En matière de «journalisme citoyen», on cite toujours le succès coréen OhMyNews!. Mais beaucoup de leurs rédacteurs sont souvent des journalistes…
Certes. Mais ce qui est intéressant dans leur structure, c’est qu’ils ont plusieurs dizaines de journalistes dont le rôle principal consiste à hiérarchiser, organiser, vérifier les informations soumises par les citoyens. Sur Agoravox, nous avons aussi des garde-fous: avant d’être mis en ligne, un article doit d’abord être recommandé par suffisamment de veilleurs. Des salariés de la société vérifient également la pertinence et l’exactitude des infos, les problèmes de plagiats. Enfin, le juge de paix, c’est la mise en ligne: avec des articles ouverts aux commentaires, une erreur ou fausse information est très vite découverte.
Vous venez de publier un livre collaboratif sur l’irruption des internautes dans la campagne présidentielle. Pour vous, les blogueurs ont vu l’émergence de Bayrou avant les journalistes?

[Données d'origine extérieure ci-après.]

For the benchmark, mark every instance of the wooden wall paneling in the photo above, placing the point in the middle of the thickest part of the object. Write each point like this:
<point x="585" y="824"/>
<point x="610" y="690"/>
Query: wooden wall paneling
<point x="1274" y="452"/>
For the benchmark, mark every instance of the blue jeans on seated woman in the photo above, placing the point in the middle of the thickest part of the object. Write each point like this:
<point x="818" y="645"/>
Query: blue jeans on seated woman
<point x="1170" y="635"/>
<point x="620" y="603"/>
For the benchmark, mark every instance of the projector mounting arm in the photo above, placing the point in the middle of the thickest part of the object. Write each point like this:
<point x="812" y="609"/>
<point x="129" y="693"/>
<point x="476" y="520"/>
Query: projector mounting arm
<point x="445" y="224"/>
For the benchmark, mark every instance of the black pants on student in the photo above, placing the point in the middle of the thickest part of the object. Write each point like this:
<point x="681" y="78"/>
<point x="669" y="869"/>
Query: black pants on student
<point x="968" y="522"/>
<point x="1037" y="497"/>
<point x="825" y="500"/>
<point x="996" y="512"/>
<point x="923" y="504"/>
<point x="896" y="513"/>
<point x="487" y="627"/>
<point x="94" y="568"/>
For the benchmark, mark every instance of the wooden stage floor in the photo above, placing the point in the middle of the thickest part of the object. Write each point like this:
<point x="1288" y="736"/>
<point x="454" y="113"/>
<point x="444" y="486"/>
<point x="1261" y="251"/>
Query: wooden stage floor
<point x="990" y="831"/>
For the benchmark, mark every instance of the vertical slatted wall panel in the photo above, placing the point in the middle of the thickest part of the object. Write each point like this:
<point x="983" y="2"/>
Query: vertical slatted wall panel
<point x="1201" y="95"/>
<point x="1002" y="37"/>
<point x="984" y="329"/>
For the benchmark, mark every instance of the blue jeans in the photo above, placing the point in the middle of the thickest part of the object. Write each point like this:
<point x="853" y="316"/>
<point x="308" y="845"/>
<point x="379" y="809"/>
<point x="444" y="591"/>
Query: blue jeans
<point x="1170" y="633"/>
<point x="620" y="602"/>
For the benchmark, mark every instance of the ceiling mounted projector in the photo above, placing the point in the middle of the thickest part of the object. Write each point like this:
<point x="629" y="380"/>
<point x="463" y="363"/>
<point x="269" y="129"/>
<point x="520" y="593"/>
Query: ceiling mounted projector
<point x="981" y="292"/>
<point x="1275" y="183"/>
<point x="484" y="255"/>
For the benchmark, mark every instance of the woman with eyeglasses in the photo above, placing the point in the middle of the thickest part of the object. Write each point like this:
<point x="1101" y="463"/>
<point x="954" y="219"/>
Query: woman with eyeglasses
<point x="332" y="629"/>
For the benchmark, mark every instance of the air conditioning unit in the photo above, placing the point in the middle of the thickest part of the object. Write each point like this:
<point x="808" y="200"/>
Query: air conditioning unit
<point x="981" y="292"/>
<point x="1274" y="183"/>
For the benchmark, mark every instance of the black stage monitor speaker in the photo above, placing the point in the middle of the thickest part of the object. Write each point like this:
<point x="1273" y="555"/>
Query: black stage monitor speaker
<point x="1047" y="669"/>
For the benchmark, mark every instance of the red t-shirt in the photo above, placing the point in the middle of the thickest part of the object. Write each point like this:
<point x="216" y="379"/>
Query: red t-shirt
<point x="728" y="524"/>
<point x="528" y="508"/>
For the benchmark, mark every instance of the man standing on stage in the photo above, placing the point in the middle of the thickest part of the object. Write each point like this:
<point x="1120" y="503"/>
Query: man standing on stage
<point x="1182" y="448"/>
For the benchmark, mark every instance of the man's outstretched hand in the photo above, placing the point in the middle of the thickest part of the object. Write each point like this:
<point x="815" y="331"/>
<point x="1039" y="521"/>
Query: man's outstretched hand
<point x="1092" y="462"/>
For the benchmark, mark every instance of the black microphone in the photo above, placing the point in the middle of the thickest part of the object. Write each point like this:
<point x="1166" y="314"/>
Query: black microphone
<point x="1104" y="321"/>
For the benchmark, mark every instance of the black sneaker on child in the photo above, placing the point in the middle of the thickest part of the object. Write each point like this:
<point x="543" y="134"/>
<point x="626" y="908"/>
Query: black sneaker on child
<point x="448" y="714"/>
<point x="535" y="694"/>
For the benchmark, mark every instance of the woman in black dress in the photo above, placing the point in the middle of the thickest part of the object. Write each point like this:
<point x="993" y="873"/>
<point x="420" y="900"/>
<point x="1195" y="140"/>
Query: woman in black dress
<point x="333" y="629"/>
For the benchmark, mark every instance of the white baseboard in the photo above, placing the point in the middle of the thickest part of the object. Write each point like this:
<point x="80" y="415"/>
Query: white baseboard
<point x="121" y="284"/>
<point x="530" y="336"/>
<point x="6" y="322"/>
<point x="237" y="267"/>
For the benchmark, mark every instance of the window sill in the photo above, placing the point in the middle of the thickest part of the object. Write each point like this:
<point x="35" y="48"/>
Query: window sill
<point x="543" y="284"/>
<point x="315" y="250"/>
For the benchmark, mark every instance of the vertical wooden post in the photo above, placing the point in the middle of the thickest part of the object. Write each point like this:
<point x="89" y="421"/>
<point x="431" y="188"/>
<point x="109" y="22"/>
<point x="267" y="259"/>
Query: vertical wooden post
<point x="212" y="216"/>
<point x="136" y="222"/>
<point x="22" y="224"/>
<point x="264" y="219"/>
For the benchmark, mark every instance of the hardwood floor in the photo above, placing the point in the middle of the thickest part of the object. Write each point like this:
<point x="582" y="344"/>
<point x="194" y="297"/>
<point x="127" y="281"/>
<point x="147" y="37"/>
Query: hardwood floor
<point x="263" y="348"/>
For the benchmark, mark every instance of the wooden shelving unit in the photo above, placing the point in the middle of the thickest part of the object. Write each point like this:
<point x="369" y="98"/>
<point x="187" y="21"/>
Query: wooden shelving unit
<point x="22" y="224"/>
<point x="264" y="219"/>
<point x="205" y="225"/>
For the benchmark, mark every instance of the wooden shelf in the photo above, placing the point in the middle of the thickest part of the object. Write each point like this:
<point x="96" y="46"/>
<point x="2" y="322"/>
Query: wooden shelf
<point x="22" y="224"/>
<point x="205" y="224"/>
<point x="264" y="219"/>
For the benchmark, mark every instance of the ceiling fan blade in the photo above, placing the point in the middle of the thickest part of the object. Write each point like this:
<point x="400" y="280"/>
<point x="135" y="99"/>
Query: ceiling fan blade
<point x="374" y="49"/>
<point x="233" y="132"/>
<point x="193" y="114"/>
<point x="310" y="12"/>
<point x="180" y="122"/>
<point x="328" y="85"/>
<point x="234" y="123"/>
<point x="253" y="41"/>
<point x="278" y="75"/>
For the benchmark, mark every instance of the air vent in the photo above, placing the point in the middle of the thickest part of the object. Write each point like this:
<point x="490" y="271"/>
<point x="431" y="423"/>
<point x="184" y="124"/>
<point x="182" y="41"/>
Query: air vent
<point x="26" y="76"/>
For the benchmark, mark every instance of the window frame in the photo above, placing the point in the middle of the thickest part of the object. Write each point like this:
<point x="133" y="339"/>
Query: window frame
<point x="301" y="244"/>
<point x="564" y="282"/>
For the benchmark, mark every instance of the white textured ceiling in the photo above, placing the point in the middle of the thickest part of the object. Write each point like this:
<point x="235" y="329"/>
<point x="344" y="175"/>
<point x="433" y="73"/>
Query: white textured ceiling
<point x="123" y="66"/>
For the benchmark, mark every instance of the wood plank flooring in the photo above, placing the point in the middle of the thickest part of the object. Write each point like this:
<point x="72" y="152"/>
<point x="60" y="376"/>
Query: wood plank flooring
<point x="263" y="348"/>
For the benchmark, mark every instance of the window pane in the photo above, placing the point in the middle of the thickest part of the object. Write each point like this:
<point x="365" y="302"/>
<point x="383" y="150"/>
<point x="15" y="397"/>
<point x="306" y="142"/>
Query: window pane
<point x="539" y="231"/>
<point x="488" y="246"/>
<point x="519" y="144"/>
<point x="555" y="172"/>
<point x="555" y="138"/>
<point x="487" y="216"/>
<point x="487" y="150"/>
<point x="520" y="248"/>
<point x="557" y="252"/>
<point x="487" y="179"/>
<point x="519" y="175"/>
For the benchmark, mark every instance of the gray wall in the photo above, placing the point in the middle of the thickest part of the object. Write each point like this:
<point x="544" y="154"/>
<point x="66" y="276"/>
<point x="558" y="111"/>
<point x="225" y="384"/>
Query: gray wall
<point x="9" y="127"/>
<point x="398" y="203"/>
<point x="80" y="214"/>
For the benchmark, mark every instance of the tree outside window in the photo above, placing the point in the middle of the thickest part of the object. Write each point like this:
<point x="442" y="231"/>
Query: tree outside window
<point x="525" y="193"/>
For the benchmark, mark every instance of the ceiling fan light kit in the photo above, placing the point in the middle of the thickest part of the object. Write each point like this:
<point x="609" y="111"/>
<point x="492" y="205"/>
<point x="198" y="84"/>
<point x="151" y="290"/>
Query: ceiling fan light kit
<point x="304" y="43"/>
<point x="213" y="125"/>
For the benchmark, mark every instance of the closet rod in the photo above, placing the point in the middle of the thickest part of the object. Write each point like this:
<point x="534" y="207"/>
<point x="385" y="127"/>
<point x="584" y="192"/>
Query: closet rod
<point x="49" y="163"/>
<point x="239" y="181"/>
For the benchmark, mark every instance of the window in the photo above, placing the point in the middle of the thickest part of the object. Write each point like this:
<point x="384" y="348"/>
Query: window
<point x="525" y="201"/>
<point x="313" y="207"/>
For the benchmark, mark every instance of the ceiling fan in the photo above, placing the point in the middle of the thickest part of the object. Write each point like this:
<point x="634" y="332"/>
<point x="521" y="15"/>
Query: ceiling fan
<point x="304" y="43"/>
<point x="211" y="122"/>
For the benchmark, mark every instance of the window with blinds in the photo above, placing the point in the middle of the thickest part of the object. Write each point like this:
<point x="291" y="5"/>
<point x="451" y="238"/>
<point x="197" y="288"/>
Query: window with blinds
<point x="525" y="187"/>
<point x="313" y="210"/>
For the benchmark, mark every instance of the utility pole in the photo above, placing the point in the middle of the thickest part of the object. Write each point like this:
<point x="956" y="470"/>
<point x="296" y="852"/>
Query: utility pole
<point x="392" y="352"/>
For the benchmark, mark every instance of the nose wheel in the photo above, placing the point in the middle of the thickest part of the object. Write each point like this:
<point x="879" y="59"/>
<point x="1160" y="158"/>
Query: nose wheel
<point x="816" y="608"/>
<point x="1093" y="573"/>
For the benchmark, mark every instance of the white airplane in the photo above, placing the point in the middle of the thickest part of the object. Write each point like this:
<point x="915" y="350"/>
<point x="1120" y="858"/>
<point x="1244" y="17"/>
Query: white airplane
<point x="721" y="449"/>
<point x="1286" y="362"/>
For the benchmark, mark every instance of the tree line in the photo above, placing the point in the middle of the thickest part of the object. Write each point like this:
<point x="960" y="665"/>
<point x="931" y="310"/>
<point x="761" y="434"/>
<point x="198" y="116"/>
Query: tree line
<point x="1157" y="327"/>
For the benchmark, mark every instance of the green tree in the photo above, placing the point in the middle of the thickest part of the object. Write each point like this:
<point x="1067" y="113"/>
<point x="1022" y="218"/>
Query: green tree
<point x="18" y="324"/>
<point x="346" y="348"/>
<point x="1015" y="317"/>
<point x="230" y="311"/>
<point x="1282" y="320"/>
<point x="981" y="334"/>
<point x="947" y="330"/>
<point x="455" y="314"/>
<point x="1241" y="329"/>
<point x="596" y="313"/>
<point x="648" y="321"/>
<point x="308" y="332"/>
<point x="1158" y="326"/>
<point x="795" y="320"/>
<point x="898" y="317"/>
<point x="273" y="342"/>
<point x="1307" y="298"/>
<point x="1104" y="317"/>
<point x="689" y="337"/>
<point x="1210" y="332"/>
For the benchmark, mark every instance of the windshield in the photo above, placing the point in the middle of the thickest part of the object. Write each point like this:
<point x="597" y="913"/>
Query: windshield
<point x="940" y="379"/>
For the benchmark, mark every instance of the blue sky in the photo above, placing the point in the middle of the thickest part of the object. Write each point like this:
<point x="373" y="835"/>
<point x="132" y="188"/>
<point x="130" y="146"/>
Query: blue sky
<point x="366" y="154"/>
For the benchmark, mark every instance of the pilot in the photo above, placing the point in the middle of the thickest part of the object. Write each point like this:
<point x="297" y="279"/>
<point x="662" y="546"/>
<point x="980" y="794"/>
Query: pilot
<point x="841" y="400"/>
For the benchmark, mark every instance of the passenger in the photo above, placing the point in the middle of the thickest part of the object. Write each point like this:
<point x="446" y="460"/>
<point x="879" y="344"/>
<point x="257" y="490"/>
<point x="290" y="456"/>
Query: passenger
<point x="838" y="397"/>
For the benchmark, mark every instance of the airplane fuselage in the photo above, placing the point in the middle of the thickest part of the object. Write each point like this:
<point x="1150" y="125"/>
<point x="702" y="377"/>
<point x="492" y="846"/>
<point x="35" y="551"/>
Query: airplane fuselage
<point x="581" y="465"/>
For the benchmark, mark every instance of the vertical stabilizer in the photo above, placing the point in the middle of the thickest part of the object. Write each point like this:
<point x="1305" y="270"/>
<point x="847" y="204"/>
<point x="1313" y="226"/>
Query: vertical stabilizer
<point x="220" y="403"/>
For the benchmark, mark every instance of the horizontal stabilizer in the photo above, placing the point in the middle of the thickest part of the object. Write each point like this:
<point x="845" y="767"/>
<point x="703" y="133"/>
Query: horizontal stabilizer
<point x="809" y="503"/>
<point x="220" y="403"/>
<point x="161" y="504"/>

Depuis longtemps, le discours de François Bayrou sur le pouvoir du web, sur l’esprit du collaboratif est bien reçu chez les internautes. Avant que les médias n’en fassent «le 3e homme», nous avions fait un sondage sur Agoravox qui le donnait à plus de 25% d’intentions de vote au premier tour. Le chiffre avait été repris un peu partout, les médias traditionnels semblant surpris.
Pour certains, Agoravox est un repère de centristes…
Oui, j’en entends dire qu’Agoravox a été noyauté par l’UDF. Mais il faut être honnête, à l’UDF, au niveau du marketing sur l’Internet, ils ne sont pas bons. L’UMP avec Loïc Le Meur, ou le PS sont ultra organisés. De vraies machines de guerre capables de réagir immédiatement à l’attaque du camp d’en face, d’acheter des mots clés sous Google etc. L’UDF s’enorgueillit de ne pas le faire, mais c’est surtout par manque de moyen. Alors de penser qu’ils aient pu infiltrer tout Agoravox, ça me fait sourire.
Actu oblige, vous êtes plutôt «Fête de l’Internet» ou le Libre-en-fête (2)
Je n’ai suivi ni l’une ni l’autre. L’année dernière, nous avions participé à la Fête de l’Internet, mais elle est en perte de vitesse. Les gens n’en ont plus grand-chose à faire: l’Internet est tellement rentré notre quotidien que le célébrer, c’est un peu comme de fêter la télévision.
(1) Quelques places sont encore disponibles, voir renseignements ici
(2) Les deux manifestations se tiennent actuellement. Libre-en-fête a été lancé par Pascal Desroche, un ancien organisateur de la Fête de l’Internet qui trouvait cette dernière devenue trop commerciale.